Will and Jenny have also seized the opportunity to explore new farming practices in the wake of the fire. In the past year, for instance, they have started applying biological fertilisers and reduced application rates for conventional synthetic fertilisers on their cropping and pasture paddocks.
The new biofertiliser program was developed in consultation with Kym Kruse from Queensland-based RegenAG®. It aims to reduce reliance on chemical inputs and lift biological soil health and, in turn, improve plant resilience to pests and diseases, Jenny says.
Chasing these objectives, the couple ‘brew’ or ferment their own liquid biofertilisers. The biofertilisers contain a variety of nutrients and beneficial microorganisms, such as free-living nitrogen-fixing azotobacter bacteria. The couple use a liquid injection system to apply biofertilisers to the soil.
Virtual fencing
To date, Will and Jenny have restored boundary fencing on 8km of their property, and plan to fence another 5km.
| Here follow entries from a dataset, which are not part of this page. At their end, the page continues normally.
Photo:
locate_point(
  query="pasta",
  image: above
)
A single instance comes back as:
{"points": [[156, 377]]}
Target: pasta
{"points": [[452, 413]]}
But instead of replacing the farm’s internal fences, they hope to implement virtual fencing technology to manage cattle grazing on large unbounded paddock areas.
The technology, which uses automated GPS-enabled solar-powered neckband devices to train cattle to stay within a virtually fenced boundary with audio and electrical cues, is the focus of a three-year study, concluding this year.
CSIRO group leader for integrated agricultural systems Dr Rick Llewellyn and CSIRO animal behaviour and welfare team leader Dr Caroline Lee are co-leading the study with GRDC and Australian Wool Innovation co-investment.
Will and Jenny also plan to increase their Angus cattle herd, gradually expand the chicken enterprise and establish a micro-abattoir for processing the birds on-farm. “The long-term plan is to produce 1000 chickens a week,” Jenny says.